Go the extra mile. The world is your oyster but you have to work hard to reach your goals. Your first job might not be your dream job – mine certainly wasn’t – but don’t let that deter you. It took me four and a half years after Northeastern and a Masters degree to get to BuzzFeed, a job I wake up every morning happy to go to. So be patient and know results and accomplishments take time.

Comparison is the death of joy: Most of my friends from Northeastern – and even now, five years later – are fellow journalists. It’s so wonderful to have friends that share the same profession but for the sake if your own sanity, don’t compare yourself to others. Your friends might get jobs, promotions and raises before you do and that’s okay. Don’t compare any life goals or achievements to others – we’re all on separate paths.

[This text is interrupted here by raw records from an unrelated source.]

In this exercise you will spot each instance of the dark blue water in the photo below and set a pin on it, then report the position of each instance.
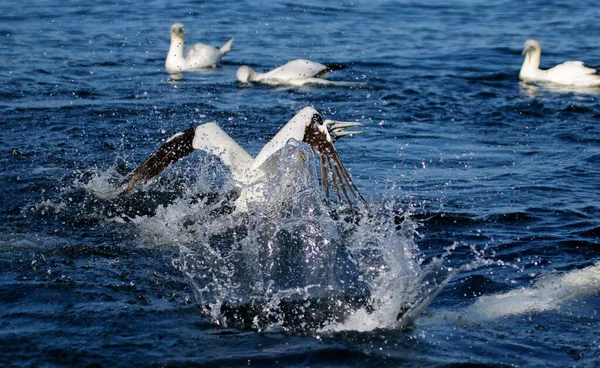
(498, 185)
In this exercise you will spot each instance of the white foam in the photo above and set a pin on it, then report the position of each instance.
(547, 293)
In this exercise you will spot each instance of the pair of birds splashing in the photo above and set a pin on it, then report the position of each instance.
(249, 173)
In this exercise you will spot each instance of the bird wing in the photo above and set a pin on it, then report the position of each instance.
(202, 56)
(571, 70)
(206, 137)
(332, 168)
(173, 150)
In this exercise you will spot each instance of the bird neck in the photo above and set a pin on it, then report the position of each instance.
(176, 48)
(532, 61)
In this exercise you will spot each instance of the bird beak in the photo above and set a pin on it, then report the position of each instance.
(337, 129)
(527, 49)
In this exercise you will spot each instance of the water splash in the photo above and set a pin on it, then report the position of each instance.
(293, 261)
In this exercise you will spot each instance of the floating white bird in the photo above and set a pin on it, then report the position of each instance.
(295, 73)
(195, 57)
(570, 73)
(250, 173)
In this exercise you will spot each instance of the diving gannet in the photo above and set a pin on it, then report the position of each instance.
(307, 126)
(570, 73)
(295, 73)
(195, 57)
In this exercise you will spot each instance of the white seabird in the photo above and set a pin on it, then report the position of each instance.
(295, 73)
(250, 173)
(195, 57)
(570, 73)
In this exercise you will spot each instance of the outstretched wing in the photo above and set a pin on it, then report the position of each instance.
(207, 137)
(175, 148)
(332, 169)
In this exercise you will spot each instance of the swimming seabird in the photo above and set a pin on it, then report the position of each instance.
(198, 56)
(250, 173)
(570, 73)
(295, 73)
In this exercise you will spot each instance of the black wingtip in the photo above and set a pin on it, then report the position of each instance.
(176, 148)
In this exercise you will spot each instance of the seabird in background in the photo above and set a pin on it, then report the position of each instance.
(570, 73)
(295, 73)
(307, 126)
(195, 57)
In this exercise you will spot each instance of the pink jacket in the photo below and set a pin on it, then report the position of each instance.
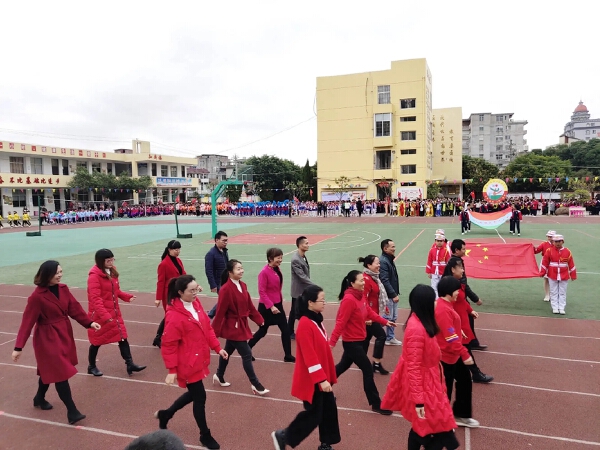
(269, 287)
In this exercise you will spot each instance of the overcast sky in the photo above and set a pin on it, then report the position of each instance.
(232, 77)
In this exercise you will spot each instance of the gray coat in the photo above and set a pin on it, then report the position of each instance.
(300, 275)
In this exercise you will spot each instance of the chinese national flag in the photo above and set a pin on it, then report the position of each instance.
(500, 261)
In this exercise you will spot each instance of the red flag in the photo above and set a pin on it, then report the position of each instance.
(500, 261)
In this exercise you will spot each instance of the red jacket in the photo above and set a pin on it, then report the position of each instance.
(437, 260)
(186, 343)
(558, 264)
(314, 361)
(103, 307)
(166, 271)
(233, 309)
(419, 379)
(269, 287)
(351, 318)
(450, 336)
(53, 342)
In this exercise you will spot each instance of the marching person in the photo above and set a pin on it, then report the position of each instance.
(548, 243)
(314, 377)
(455, 356)
(104, 293)
(215, 262)
(270, 284)
(417, 387)
(558, 264)
(170, 267)
(389, 278)
(350, 325)
(437, 259)
(186, 344)
(48, 309)
(231, 322)
(300, 278)
(376, 298)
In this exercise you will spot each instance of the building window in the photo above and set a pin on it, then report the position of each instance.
(383, 159)
(383, 95)
(37, 166)
(406, 103)
(408, 169)
(16, 164)
(383, 124)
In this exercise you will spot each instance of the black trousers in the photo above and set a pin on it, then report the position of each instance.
(273, 319)
(322, 413)
(377, 331)
(354, 353)
(460, 374)
(245, 352)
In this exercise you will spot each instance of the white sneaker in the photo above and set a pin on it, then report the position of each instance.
(469, 422)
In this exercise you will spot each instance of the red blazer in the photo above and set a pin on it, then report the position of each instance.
(53, 342)
(103, 307)
(314, 361)
(186, 343)
(419, 379)
(351, 318)
(233, 309)
(166, 271)
(450, 336)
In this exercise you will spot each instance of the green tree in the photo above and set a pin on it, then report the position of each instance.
(478, 170)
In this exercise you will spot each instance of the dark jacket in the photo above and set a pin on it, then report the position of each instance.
(215, 262)
(389, 275)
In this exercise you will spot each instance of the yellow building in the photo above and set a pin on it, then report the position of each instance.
(26, 169)
(376, 128)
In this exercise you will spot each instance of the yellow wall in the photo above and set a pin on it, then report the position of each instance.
(346, 142)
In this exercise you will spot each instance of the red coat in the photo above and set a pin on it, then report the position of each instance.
(558, 264)
(314, 361)
(186, 343)
(419, 379)
(351, 318)
(53, 342)
(166, 271)
(103, 307)
(233, 309)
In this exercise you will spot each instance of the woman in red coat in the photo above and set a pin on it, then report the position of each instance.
(314, 376)
(417, 388)
(186, 345)
(103, 306)
(49, 309)
(231, 322)
(170, 267)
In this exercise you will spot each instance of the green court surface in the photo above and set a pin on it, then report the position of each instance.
(138, 248)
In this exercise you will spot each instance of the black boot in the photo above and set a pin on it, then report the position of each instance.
(126, 354)
(92, 369)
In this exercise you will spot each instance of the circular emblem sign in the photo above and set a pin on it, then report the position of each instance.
(495, 191)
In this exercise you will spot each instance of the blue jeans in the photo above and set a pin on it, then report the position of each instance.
(393, 316)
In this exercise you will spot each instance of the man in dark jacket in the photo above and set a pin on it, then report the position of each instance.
(389, 277)
(215, 262)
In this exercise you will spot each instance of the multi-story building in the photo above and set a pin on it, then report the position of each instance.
(32, 175)
(375, 128)
(581, 127)
(497, 138)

This is not goodbye: I have very fond memories from Northeastern. I made so many wonderful friends, worked for the Huntington News and learned from the best in the business. Keep in touch with your classmates, professors, mentors, co-op supervisors and anyone that helped shape your education and your career. Many of you will leave Boston and won’t be able to swing by campus to say ‘hi’ to your favorite professor. The journalism department was quite small and I luckily was able to get to know my professors. Two years after graduating Northeastern, I felt comfortable enough to ask some of them for recommendation letters for graduate school. I am so thankful they wrote them. To this day, I still keep in touch with professors and it makes me feel closer connected to NU.

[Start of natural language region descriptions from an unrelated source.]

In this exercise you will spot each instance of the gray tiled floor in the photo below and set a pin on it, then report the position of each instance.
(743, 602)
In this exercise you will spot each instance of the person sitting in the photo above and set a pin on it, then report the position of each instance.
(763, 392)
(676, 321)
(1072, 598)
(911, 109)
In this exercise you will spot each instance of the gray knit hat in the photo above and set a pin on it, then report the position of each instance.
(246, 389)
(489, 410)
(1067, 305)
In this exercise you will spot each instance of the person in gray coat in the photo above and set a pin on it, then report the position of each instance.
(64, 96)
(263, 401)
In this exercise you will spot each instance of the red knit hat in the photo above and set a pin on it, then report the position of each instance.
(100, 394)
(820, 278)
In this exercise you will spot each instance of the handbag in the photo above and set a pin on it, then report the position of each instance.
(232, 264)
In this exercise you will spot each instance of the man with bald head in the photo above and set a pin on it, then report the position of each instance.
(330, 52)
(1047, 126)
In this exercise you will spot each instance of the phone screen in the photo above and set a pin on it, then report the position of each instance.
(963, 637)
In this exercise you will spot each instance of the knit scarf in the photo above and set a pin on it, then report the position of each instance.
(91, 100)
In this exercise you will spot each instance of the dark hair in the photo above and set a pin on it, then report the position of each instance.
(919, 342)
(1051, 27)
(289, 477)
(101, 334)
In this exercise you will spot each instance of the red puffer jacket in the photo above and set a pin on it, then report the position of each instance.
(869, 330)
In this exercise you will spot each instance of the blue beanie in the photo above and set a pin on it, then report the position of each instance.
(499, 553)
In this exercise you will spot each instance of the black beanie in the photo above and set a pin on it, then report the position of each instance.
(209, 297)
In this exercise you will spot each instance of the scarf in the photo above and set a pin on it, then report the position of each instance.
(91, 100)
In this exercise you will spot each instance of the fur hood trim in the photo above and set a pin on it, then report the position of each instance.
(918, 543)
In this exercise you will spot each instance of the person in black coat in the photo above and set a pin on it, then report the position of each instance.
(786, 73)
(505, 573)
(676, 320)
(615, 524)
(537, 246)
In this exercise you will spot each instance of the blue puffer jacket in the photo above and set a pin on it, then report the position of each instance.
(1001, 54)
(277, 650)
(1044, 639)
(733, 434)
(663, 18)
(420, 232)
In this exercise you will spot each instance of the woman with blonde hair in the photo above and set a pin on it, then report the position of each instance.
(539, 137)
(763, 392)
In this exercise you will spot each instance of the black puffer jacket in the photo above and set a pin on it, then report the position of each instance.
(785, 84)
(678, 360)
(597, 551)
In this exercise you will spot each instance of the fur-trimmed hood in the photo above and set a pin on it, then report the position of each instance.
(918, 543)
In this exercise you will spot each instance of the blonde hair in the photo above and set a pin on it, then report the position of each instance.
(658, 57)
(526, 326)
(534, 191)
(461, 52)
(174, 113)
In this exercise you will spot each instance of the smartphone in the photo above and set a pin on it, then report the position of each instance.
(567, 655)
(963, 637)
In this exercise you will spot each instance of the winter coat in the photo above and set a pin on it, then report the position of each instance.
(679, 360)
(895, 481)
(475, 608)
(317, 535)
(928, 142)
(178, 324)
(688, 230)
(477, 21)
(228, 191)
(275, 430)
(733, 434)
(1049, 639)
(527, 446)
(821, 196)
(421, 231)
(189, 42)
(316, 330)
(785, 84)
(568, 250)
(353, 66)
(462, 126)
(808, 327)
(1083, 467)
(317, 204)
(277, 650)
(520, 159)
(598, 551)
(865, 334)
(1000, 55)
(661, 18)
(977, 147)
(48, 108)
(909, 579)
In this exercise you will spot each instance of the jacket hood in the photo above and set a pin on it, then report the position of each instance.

Let your hair down: The next few years are integral in shaping who you are as a person – you will grow so much in a short period of time, but don’t forget to have fun in the process. Northeastern teaches hard work and professionalism, but at the end of the day you’re in your early 20s, so enjoy it and don’t take yourself too seriously. Yes, set up at retirement fund, but you should also take that trip to Europe with your friends.

The “real” world can be intimidating and uncertain, but trust me it’s also a lot of fun. Class of 2015: Congratulations. I’m sure you will all do great things.